Marseille est une ville de sable

Marseille est une ville de sable. Rien n’y durcit vraiment en vestiges debout d’un passé plusieurs fois millénaire. Ce qui est dur est récent et témoigne d’une prospérité d’hier. Son histoire est un tas de sable, meuble et mouvant. Chaque grain a sa couleur, sa texture particulière, sa transparence et son opacité. Chaque grain est un homme posé là par une vague, successive et sans cesse recommencée. Sur le seuil, elles laissent une trace frangée, signe du flux et de son reflux. Une vague est une forme complexe qui prend loin son origine dans un tumulte sous-marin. En son cœur, lutte le flot qui reflue et l’eau nouvelle qui déjà arrive. La rive bouillonne ainsi de forces contraires.

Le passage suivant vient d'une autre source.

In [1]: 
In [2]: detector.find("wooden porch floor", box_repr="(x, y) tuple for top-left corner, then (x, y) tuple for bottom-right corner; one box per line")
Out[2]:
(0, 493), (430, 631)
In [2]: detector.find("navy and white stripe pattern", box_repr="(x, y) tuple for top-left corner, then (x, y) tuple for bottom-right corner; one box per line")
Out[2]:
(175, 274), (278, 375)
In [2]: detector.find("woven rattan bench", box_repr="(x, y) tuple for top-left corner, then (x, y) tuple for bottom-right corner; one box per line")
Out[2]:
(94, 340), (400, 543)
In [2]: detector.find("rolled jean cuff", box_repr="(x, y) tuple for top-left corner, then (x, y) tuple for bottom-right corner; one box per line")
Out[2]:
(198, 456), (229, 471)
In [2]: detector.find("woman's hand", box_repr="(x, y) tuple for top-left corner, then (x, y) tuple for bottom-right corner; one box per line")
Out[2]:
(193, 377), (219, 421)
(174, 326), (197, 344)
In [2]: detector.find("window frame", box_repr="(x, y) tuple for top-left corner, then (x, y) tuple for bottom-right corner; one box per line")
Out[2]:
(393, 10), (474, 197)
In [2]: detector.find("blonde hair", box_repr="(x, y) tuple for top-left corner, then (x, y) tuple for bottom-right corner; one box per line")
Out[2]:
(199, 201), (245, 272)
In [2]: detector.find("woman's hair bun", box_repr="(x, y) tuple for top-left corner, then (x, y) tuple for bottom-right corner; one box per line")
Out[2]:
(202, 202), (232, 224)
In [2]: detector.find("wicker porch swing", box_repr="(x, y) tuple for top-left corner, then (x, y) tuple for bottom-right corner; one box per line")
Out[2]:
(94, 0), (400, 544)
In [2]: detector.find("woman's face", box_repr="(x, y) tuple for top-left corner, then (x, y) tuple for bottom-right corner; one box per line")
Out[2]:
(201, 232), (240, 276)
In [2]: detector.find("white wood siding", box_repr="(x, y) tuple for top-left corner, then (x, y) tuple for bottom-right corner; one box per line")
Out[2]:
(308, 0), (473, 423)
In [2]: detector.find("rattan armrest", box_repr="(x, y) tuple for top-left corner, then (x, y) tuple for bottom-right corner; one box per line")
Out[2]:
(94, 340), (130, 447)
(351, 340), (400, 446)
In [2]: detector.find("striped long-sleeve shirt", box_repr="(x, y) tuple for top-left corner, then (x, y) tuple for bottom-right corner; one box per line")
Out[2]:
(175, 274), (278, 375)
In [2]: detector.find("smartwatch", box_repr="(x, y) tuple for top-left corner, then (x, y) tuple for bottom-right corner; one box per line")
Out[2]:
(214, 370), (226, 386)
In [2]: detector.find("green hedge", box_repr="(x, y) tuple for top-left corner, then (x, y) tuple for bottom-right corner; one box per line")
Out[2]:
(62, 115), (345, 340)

Autrement dit : Marseille est une ville port, une ville monde. Son destin est inextricablement lié à la marche du monde. Elle se nourrit au mélange des peuples et bientôt ces sangs mêlés feront le sel riche de sa diversité.
Pour l’heure : Marseille est traversée de frontières invisibles. On ne connaît souvent que les trajets pressés de ses propres pas. On ne sait rien de ce que l’on voit de loin, de ces cités vigies qui servent de portes à la ville. Car on ne traverse pas impunément une frontière, fut-elle invisible. Certains ne marchent même plus au-delà la Canebière, ne considèrent plus le centre de la ville comme une place marchande où l’on peut se rendre mais comme un lieu conquis et vaincu par les enfants d’ailleurs. Ceux dont la peau et les mots leur font tellement peur. Ces frontières sont dans nos têtes bien ancrées, crénelées d’idées reçues.
Un regret : faute d’avoir rencontré de la vie sur Mars ou une autre lointaine planète soeur, nous sommes toujours des étrangers.